In praise of inchoateness
October 31, 2011 - 4:26pm

One of the common comments of the mainstream media, characterizations of TV talking heads, and complaints of elected officials is that the "Occupy" movement is inchoate.  What do they want?  What are their demands?  What is their agenda?

Of course, the Occupiers don't have a consensus list of demands.  They don't have a single agenda.  They're not pushing a simplistic solution to any perceived problem, and they haven't (yet) been co-opted by those who are.

Instead, the movement is fed by a sense that pretty much everything is headed in the wrong direction.  (Which is why police suppression won't work.  Police suppression just reinforces public perception of wrong-directedness.)  And "pretty much everything" includes the economic system, the political system, the environment, you name it.  So how could the occupiers be expected to have a single list of demands?
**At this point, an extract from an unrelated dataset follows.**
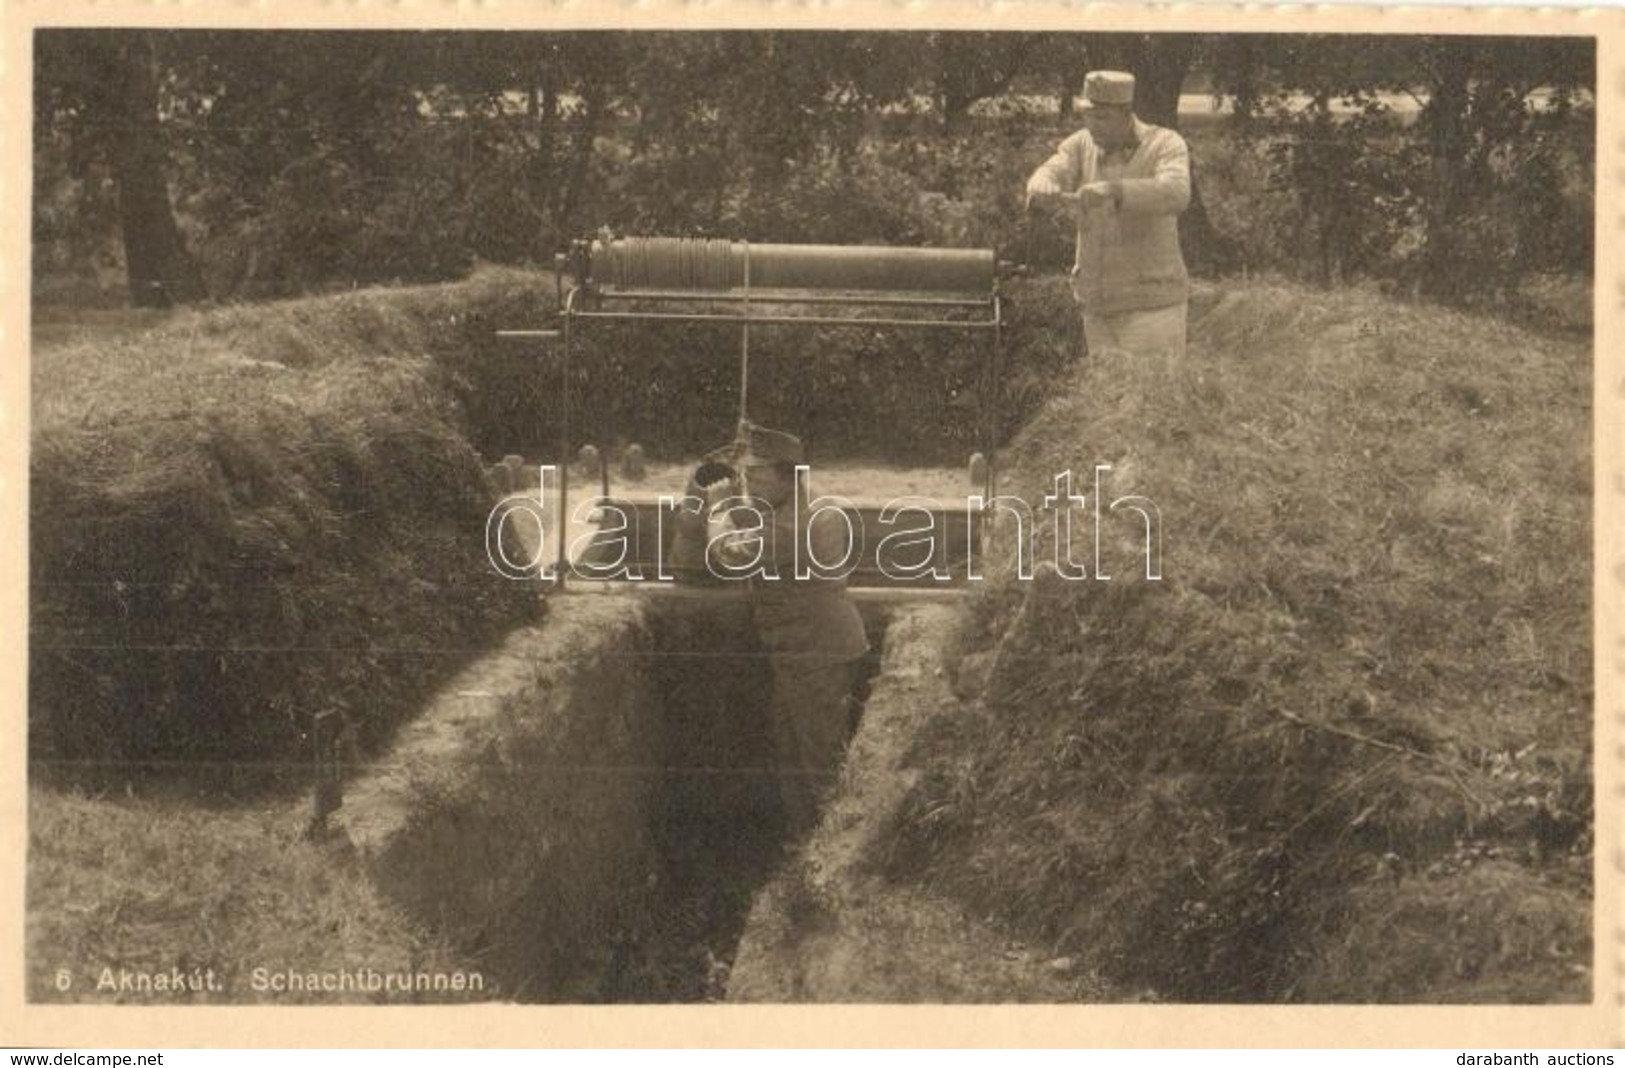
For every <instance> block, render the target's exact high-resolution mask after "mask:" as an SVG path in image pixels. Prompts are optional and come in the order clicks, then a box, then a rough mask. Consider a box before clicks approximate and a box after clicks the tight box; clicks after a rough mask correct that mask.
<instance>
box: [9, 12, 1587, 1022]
mask: <svg viewBox="0 0 1625 1068" xmlns="http://www.w3.org/2000/svg"><path fill="white" fill-rule="evenodd" d="M1254 24H1256V23H1254ZM1371 24H1373V20H1367V26H1371ZM1565 26H1566V31H1563V28H1565ZM1557 31H1562V33H1557ZM28 33H29V39H28V52H31V111H28V112H16V111H15V112H13V115H15V122H13V124H11V127H10V128H11V130H13V133H15V135H16V137H15V140H18V141H23V140H28V138H23V137H21V125H20V122H21V120H28V122H29V124H31V143H29V145H28V151H29V154H31V177H29V180H31V185H28V184H24V189H26V190H28V192H26V197H28V211H29V223H31V231H29V237H28V242H29V254H31V271H29V281H28V317H29V319H28V322H26V323H24V327H26V336H28V351H29V363H28V390H29V393H28V398H26V402H23V403H24V405H26V413H28V431H26V442H23V444H21V449H24V455H26V465H28V470H26V478H24V476H23V473H21V471H18V478H20V480H24V481H26V715H21V714H20V715H18V717H16V723H15V727H16V732H18V733H16V735H13V736H15V740H16V746H18V751H20V753H26V758H21V756H20V758H18V762H20V764H23V762H24V761H26V769H24V774H26V813H24V814H21V816H20V821H21V823H23V824H26V826H24V827H23V832H21V834H20V837H18V840H20V842H21V844H24V850H23V853H20V857H18V858H20V863H21V865H23V866H26V889H24V892H26V901H24V902H23V904H24V917H23V944H21V954H23V959H21V969H20V970H21V975H23V1000H24V1001H26V1003H28V1005H29V1006H34V1008H42V1006H146V1008H153V1006H164V1008H174V1006H203V1005H210V1006H218V1005H228V1006H289V1008H306V1006H335V1005H338V1006H379V1005H397V1006H400V1005H413V1006H474V1005H492V1003H496V1005H525V1006H531V1005H554V1006H557V1005H577V1006H591V1005H689V1006H694V1005H710V1003H733V1005H756V1006H760V1005H873V1006H882V1005H886V1006H895V1005H912V1006H929V1005H980V1006H988V1005H1045V1006H1071V1005H1087V1006H1124V1005H1133V1006H1181V1005H1183V1006H1189V1005H1232V1006H1422V1005H1432V1006H1588V1005H1592V1001H1594V998H1601V996H1602V993H1607V996H1610V998H1612V990H1614V985H1612V983H1614V977H1612V956H1614V954H1612V946H1607V944H1604V946H1599V944H1597V936H1596V931H1597V930H1604V928H1605V927H1607V925H1609V923H1612V920H1610V917H1614V915H1615V914H1617V910H1618V902H1615V901H1612V899H1599V894H1597V876H1599V873H1597V866H1599V865H1604V863H1607V858H1609V857H1610V855H1612V849H1610V847H1609V844H1607V842H1604V844H1602V849H1601V850H1599V840H1597V839H1599V829H1597V810H1599V805H1601V803H1602V797H1601V795H1599V788H1597V775H1596V764H1597V756H1599V743H1597V738H1599V735H1597V720H1599V715H1604V717H1610V715H1612V714H1610V710H1607V709H1602V707H1599V702H1597V694H1596V683H1594V657H1596V652H1597V650H1596V645H1594V631H1592V624H1594V588H1596V587H1594V579H1596V574H1597V572H1596V567H1597V566H1604V567H1605V569H1607V574H1612V571H1610V569H1612V567H1615V566H1617V562H1618V561H1617V559H1614V561H1610V562H1607V564H1599V562H1597V561H1594V554H1592V546H1594V535H1596V527H1594V519H1592V515H1594V510H1592V509H1594V484H1599V486H1612V483H1610V481H1594V468H1596V457H1594V442H1596V441H1597V437H1596V436H1594V432H1592V397H1594V384H1596V382H1597V371H1596V358H1594V353H1596V345H1594V335H1596V325H1594V323H1596V319H1594V294H1596V291H1597V286H1596V268H1597V262H1599V260H1597V232H1599V231H1597V218H1599V213H1597V192H1599V190H1597V185H1599V180H1607V179H1605V177H1602V176H1604V174H1605V169H1604V167H1599V158H1597V150H1599V133H1597V117H1599V107H1601V104H1599V86H1602V85H1604V83H1605V81H1607V78H1605V76H1604V75H1602V73H1599V36H1597V33H1596V29H1594V28H1592V29H1588V28H1586V26H1584V24H1583V23H1579V21H1570V23H1563V24H1557V23H1547V24H1542V28H1540V31H1539V33H1537V34H1524V33H1485V26H1482V24H1480V26H1477V28H1475V29H1474V33H1448V31H1441V33H1371V31H1360V33H1342V31H1339V33H1306V31H1290V33H1253V31H1248V33H1237V31H1211V29H1204V31H1146V33H1141V31H1128V29H1116V28H1107V29H1095V28H1092V26H1089V24H1084V23H1081V21H1079V20H1074V21H1072V24H1071V28H1019V29H983V28H970V26H967V28H955V29H923V28H921V29H884V28H876V29H845V28H842V29H832V28H824V29H816V28H795V29H791V28H780V29H772V28H760V26H756V28H739V29H718V28H695V29H626V28H616V29H593V28H574V26H572V28H559V29H546V28H538V29H461V28H423V29H418V28H411V29H408V28H387V26H374V28H304V29H267V28H228V26H182V24H172V26H154V24H124V26H112V24H101V26H98V24H73V26H67V24H65V26H44V24H41V26H34V28H31V29H29V31H28ZM13 172H15V174H21V172H20V171H13ZM1615 377H1617V376H1615ZM1609 380H1610V382H1612V379H1609ZM1609 478H1612V476H1609ZM1609 491H1610V493H1614V489H1609ZM1599 545H1601V541H1599ZM24 733H26V745H23V738H24ZM1604 756H1605V758H1607V756H1609V754H1607V753H1605V754H1604ZM20 793H23V790H21V788H20ZM1599 907H1601V910H1602V918H1601V920H1599ZM1599 922H1601V923H1602V927H1599ZM1599 969H1607V970H1609V975H1607V977H1601V975H1599ZM812 1040H814V1042H816V1040H817V1039H812Z"/></svg>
Which isn't to say that an agenda, a platform, a set of first steps, won't emerge.  Given time, it will.  But the wisdom of crowds (which, by the way, underlies the wisdom of markets) takes a while to assert itself.  The group entity needs a while to chew on the problem, to test (however imperfectly) various perceptions and suggestions, to decide what it wants for now.

In a very real sense, what the Occupiers are responding to is the nation's current economic and social unsustainability.  The two are interlinked -- you can't have a healthy society funded by a broken economy, and you can't operate a healthy economy in a broken society -- but they're not identical.  The amorphous crowds in major American cities don't yet know how to fix this pair of intertwined problems.  Of course, neither does the total assembly of elected officials.  Nor all the lobbyists and tank-thinkers in America stacked end to end.  Nor the higher education community.

Should more jobs, better jobs be a goal?  More affordable, better quality education?  Could a more equitable distribution of income and wealth make that possible?  Could a more functional political system make it happen?  Probably.  Perhaps.  I don't know.  They don't know.

But what the Occupiers, in all their inchoateness, do know and express with their words and their bodies, is that the current state of things has got to change.  What they're accomplishing, and what they'll (likely after a winter-time lull) begin to accomplish more successfully, is to build public awareness that all of us really do know what each of us individually knows -- this isn't working.  It isn't working for the people.  It certainly isn't being worked (operated) by the people.  Yet we don't want it to perish from the Earth.  We want to sustain our society.  And ourselves.